|
La fidélisation par une entreprise en position dominante (Conseil de la concurrence 22 juin 2005, n° 05 – D – 32)
Le Conseil de la concurrence vient de rappeler qu’un fournisseur en position dominante ne peut valablement consentir des remises pour s’assurer la fidélité de la clientèle. En revanche, celui-ci peut accorder des rabais en contrepartie d’une commande importante, par exemple.
Le Conseil de la concurrence a considéré comme fidélisantes, les remises purement quantitatives calculées sur la totalité du chiffre d’affaires, ce caractère fidélisant s’aggravant à proportion de la durée de la période de référence choisie. Il en va de même pour les remises de progressions calculées, non en fonction du volume des ventes, mais en fonction du taux de progression des ventes par rapport à l’année précédente.

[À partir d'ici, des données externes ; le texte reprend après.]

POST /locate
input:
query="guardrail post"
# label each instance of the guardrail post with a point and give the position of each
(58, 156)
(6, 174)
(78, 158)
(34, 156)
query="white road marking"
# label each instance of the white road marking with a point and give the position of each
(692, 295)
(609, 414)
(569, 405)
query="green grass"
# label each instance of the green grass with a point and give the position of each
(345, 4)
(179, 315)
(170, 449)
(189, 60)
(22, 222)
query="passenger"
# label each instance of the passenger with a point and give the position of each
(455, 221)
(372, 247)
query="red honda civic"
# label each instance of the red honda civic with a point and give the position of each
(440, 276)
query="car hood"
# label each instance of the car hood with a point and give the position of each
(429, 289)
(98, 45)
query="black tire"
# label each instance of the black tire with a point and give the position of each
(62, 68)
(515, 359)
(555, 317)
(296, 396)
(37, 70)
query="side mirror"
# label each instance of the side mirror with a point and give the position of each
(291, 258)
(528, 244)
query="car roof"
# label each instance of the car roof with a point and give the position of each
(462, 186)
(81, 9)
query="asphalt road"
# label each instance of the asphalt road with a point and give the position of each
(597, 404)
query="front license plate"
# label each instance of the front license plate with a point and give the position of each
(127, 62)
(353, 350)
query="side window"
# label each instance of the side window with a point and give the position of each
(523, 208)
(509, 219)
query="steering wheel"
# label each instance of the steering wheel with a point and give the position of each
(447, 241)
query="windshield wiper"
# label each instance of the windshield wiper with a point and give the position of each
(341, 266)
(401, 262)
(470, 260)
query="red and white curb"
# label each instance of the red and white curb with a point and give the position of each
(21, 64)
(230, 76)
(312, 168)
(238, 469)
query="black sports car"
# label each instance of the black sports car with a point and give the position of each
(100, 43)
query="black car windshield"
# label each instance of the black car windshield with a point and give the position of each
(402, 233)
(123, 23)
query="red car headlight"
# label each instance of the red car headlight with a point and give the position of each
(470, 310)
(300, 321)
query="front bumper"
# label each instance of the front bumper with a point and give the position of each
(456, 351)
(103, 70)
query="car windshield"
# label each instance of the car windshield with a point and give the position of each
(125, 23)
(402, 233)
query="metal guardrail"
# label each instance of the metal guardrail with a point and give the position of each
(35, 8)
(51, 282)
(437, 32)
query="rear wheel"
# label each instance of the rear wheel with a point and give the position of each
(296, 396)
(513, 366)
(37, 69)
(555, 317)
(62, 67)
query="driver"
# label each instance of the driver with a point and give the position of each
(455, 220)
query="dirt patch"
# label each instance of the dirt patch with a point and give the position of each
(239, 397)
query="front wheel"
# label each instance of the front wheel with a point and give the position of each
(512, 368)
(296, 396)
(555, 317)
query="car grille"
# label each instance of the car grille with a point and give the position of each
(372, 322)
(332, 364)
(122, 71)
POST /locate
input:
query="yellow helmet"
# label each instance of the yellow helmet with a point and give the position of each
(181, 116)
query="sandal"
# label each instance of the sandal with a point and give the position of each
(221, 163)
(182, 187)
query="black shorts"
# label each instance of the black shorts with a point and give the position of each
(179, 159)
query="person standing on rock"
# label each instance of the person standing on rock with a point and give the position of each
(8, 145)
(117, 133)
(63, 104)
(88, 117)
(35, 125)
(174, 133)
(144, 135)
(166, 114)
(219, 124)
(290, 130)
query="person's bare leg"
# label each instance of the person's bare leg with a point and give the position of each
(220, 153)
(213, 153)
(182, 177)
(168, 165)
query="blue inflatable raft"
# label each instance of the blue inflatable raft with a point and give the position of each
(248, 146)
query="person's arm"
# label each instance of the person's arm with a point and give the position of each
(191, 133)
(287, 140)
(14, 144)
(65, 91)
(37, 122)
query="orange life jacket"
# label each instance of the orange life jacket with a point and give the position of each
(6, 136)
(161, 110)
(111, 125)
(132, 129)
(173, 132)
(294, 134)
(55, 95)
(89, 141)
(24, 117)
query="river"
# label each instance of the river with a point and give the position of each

Il s’agissait, en l’espèce, d’un fournisseur en position dominante sur un marché qui octroyait à des centrales d’achat
des remises purement quantitatives calculées sur une période de référence d’un an et portant sur le chiffre d’affaires global réalisé,
ainsi que des remises de progressions calculées, également, sur le chiffre d’affaires global réalisé.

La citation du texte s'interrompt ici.